L'arrivée en force des annonceurs traditionnels sur le Web est cependant visible dans la répartition des investissements par secteurs.« En 2000, les dotcoms représentaient pas moins de 37 % des dépenses totales,rappelle Guillaume Buffet.En 2001, cette proportion est tombée à 10 %. »Quelque peu marginalisés par les entreprises liées au Web en 2000, les télécoms se placent en tête des secteurs les plus actifs en 2001.« S'ils se montrent les plus présents et les plus créatifs, ils n'empêchent pas d'autres secteurs d'émerger »,souligne néanmoins Éric Trousset. L'automobile, les services aux entreprises (B to B) ou encore la distribution (hors VPC) ont ainsi attiré entre 1 % et 5 % des investissements.

Sous l'influence des gros annonceurs, la bannière (468x60pixels) a par ailleurs perdu du terrain : elle ne représente plus que 53,7 % des formats diffusés sur le Web. Les formats déroulants commencent à avoir le vent en poupe. Et les « skyscrapers » (formats verticaux) sont de plus en plus utilisés par les annonceurs traditionnels :« Ils ont tendance à appréhender le Web comme les magazines, notamment dans le secteur hygiène-beauté »,observe Éric Trousset.

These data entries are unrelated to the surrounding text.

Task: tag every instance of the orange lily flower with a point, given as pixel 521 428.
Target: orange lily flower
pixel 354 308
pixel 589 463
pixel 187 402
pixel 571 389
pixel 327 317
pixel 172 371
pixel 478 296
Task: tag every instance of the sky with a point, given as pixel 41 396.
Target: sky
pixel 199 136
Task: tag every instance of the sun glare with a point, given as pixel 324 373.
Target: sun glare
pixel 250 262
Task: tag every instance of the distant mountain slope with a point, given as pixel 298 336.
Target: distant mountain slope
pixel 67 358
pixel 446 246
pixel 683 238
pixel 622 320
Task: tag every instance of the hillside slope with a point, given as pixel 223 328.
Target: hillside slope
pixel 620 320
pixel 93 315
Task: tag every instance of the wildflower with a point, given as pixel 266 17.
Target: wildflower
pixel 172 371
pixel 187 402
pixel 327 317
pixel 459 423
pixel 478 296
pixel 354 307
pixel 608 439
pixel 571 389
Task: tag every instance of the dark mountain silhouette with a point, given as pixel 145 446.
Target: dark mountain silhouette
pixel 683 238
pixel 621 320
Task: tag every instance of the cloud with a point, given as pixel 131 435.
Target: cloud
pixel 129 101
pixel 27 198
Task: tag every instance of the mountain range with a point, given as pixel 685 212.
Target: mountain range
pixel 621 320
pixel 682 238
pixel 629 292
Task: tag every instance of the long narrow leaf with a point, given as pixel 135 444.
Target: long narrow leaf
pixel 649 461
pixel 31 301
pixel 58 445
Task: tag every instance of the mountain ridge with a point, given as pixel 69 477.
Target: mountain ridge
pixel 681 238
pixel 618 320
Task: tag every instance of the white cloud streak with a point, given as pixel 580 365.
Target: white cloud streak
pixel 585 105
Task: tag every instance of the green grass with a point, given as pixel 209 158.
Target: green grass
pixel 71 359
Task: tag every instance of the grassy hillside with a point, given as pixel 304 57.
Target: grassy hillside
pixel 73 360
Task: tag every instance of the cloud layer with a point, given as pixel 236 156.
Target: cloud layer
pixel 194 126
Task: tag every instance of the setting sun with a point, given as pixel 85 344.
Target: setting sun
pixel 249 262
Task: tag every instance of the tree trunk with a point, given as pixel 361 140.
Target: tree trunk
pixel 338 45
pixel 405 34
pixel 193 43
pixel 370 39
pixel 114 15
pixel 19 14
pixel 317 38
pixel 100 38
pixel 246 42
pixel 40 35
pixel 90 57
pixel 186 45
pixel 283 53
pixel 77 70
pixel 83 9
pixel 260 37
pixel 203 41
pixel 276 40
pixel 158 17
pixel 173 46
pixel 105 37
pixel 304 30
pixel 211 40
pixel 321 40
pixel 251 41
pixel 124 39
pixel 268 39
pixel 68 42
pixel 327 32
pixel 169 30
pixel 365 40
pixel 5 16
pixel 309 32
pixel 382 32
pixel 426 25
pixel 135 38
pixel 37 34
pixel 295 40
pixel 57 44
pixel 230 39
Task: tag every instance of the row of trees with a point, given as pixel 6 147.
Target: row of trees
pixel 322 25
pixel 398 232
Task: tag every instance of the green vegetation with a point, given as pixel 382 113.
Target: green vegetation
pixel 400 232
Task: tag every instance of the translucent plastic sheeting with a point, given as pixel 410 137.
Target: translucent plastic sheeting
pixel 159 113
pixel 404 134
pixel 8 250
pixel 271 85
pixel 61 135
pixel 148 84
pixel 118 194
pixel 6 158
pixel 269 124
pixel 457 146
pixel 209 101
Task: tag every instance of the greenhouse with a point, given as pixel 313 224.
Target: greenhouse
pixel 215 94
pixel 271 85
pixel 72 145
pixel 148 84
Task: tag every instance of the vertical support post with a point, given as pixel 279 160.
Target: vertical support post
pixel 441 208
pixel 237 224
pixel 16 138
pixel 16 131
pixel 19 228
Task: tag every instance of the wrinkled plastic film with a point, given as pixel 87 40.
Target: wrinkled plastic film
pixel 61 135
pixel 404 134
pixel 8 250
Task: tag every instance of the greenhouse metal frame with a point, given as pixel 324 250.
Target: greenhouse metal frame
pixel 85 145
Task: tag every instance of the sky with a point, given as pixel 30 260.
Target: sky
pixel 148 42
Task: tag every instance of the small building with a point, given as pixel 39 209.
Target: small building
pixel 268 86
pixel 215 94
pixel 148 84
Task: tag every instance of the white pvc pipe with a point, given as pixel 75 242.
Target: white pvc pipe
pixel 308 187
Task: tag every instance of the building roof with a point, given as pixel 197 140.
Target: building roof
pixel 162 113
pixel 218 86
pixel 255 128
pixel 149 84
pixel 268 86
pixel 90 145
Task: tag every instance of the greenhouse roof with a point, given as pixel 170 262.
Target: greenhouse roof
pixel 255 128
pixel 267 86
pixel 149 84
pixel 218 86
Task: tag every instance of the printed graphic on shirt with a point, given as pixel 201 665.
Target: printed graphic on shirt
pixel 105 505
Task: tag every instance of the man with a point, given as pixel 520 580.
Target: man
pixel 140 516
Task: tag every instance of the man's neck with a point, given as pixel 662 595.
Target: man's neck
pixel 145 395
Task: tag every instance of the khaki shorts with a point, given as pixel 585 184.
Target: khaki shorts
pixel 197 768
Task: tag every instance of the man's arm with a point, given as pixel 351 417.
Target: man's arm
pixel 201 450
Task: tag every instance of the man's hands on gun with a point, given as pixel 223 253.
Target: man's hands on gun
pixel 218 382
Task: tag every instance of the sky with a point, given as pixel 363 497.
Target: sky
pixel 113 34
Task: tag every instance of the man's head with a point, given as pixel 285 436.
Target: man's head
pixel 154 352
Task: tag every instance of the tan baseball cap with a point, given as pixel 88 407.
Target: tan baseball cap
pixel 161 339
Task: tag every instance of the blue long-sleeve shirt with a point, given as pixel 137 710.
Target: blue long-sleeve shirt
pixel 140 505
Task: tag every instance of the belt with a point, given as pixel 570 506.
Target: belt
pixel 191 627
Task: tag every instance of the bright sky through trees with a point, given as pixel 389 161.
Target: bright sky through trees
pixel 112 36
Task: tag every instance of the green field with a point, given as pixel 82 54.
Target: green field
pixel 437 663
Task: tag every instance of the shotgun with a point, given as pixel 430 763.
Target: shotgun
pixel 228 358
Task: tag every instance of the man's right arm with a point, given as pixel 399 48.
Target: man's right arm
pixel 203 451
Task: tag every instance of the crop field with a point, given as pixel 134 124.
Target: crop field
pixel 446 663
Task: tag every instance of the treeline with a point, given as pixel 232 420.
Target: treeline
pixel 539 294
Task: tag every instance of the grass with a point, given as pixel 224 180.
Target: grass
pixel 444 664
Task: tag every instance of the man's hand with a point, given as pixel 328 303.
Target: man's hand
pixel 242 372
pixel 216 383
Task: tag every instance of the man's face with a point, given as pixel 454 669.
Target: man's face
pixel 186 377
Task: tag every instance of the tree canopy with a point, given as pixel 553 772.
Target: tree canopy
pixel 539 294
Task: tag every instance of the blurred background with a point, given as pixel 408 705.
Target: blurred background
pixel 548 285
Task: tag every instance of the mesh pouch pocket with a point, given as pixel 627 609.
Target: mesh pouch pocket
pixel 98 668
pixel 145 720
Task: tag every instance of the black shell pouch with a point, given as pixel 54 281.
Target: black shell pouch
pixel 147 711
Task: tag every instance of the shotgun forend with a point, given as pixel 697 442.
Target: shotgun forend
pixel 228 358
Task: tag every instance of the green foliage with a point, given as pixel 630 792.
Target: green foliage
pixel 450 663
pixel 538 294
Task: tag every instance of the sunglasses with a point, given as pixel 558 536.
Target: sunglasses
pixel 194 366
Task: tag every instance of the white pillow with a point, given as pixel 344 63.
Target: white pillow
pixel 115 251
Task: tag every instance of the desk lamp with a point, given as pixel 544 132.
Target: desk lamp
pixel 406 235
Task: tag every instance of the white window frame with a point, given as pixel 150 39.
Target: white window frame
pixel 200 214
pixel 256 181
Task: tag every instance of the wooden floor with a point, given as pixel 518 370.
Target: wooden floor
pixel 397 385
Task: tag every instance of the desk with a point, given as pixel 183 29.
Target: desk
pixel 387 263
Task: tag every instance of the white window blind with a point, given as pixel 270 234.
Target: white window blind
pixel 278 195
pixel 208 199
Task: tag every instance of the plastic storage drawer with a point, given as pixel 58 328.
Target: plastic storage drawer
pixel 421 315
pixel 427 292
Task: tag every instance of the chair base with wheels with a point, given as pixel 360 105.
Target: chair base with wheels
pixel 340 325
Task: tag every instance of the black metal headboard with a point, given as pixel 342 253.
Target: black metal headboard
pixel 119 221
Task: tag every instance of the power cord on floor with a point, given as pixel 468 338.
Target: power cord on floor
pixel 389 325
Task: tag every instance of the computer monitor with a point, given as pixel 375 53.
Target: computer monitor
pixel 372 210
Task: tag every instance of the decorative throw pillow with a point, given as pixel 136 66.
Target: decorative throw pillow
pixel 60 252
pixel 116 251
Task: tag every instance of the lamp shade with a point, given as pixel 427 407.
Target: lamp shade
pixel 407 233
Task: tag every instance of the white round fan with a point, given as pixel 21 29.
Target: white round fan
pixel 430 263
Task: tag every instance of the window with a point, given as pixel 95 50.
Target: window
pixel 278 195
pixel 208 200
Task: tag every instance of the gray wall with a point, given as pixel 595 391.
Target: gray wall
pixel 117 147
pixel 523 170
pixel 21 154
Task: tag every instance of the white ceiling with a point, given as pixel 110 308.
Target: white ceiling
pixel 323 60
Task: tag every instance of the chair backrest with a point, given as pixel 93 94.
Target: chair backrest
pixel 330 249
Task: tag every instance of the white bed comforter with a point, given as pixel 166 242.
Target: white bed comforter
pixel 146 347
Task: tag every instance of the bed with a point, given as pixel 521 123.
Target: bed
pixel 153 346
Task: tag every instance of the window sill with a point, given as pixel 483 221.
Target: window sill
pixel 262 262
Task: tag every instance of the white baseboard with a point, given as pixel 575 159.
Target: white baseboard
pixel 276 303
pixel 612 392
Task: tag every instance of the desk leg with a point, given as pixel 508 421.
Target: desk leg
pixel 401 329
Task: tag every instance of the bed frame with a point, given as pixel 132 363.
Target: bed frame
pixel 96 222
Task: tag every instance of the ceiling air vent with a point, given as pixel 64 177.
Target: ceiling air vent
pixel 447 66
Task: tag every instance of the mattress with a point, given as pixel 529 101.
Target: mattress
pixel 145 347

L'activité publicitaire sur Internet reste en revanche, en 2001 comme en 2000, très saisonnière. Après un début d'année difficile et un été assez morne, la fin d'année a été meilleure,« comme si les annonceurs, peut-être encouragés par des tarifs publicitaires alléchants, avaient tout fait pour ne pas rater les fêtes de fin d'année »,relève Éric Trousset.

Pour en savoir un peu plus sur l'année 2001 et mieux mesurer l'impact du Web dans le paysage médiatique, il faudra sans doute attendre l'été prochain, date prévue pour la sortie de la première étude sur les investissements publicitaires signée TNS Media Intelligence. L'IAB France et l'e-syndicat qui regroupe toutes les agences interactives ont en effet décidé, après appel d'offres, d'abandonner PricewaterhouseCoopers.« TNS présente l'avantage de pouvoir fournir des résultats plurimédias,se félicite Éric Trousset.Nous n'avons pour l'heure aucune idée du poids réel d'Internet par rapport aux autres médias, notamment le cinéma. Mais d'ici à quelques mois, il sera possible de calculer la part consacrée à Internet par les annonceurs. »Le marché pourra alors y voir un peu plus clair.